Jamás olvidaré el momento en que estaba sentado junto a esos cuatro hombres en una sórdida habitación en Guantánamo, escuchando por un altavoz que se oía mal al juez Leon mientras leía su sentencia en un tribunal de Washington. Rogó al gobierno que no presentara apelaciones, porque “siete años de espera para que nuestro sistema jurídico les dé respuesta a una pregunta tan importante es, a mi juicio, más que suficiente”. Por fin me pusieron en libertad el 15 de mayo de 2009.

Hoy vivo en la Provenza con mi mujer y mis hijos. Francia nos ha ofrecido un hogar y la posibilidad de comenzar de nuevo. He experimentado el placer de reunirme con mis hijas y, en agosto de 2010, la alegría de dar la bienvenida a un nuevo hijo, Yusef. Estoy aprendiendo a conducir, voy a clases de formación profesional y estoy rehaciendo mi vida. Espero volver a trabajar ayudando a otras personas, pero hasta el momento el haber pasado siete años y medio como prisionero en Guantánamo significa que sólo unas pocas organizaciones de derechos humanos se han planteado en serio contratarme. No me gusta pensar en Guantánamo. Mis recuerdos están llenos de dolor. Pero quiero que se conozca mi historia porque todavía siguen allí 171 hombres. Entre ellos se encuentra Belkacem Bensayá, que fue capturado en Bosnia y enviado a Guantánamo conmigo.

Alrededor de 90 prisioneros han conseguido que se les permita salir de Guantánamo. Algunos provienen de países como Yemen, que Estados Unidos considera inestable, o como Siria y China, donde se enfrentarían a torturas en caso de ser repatriados.

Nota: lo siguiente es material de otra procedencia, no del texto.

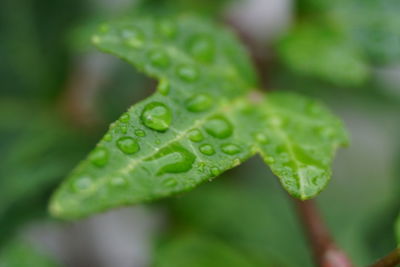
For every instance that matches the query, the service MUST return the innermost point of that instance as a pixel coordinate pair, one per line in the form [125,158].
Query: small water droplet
[170,182]
[108,137]
[215,171]
[187,73]
[230,149]
[140,133]
[199,102]
[118,181]
[156,116]
[124,118]
[163,87]
[202,47]
[173,159]
[195,135]
[99,156]
[219,127]
[82,183]
[159,58]
[167,28]
[207,149]
[128,145]
[132,36]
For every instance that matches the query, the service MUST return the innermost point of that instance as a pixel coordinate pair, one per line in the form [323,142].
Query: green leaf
[202,121]
[320,50]
[298,141]
[21,254]
[198,251]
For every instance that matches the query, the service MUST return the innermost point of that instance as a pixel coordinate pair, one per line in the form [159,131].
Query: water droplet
[156,116]
[124,118]
[202,47]
[140,133]
[219,127]
[187,73]
[99,156]
[82,183]
[195,135]
[230,149]
[199,102]
[207,149]
[132,36]
[159,58]
[163,87]
[167,28]
[128,145]
[170,182]
[118,181]
[108,137]
[215,171]
[173,159]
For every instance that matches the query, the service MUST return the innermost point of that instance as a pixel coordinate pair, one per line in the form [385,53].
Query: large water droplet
[156,116]
[230,149]
[163,87]
[140,133]
[132,36]
[159,58]
[219,127]
[128,145]
[202,47]
[199,102]
[187,73]
[173,159]
[99,156]
[207,149]
[82,183]
[195,135]
[124,118]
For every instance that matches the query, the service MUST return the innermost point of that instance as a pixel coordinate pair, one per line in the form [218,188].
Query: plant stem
[390,260]
[326,253]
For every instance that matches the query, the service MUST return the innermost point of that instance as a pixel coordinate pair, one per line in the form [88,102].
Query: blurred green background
[58,95]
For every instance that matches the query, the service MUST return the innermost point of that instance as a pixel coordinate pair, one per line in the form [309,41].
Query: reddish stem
[326,253]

Así pues, siguen estando cautivos y sin poder vislumbrar un final, pero no porque sean peligrosos o hayan atacado a Estados Unidos, sino porque el estigma de Guantánamo significa que no tienen dónde ir, y Estados Unidos no piensa acoger a ninguno de ellos.

Tengo entendido que mi caso ante el Tribunal Supremo se estudia ahora en las facultades de derecho. Quizás algún día eso me produzca satisfacción, pero mientras Guantánamo siga abierto y permanezcan allí hombres inocentes, mis pensamientos estarán con los que se han quedado en ese lugar de sufrimiento y de injusticia.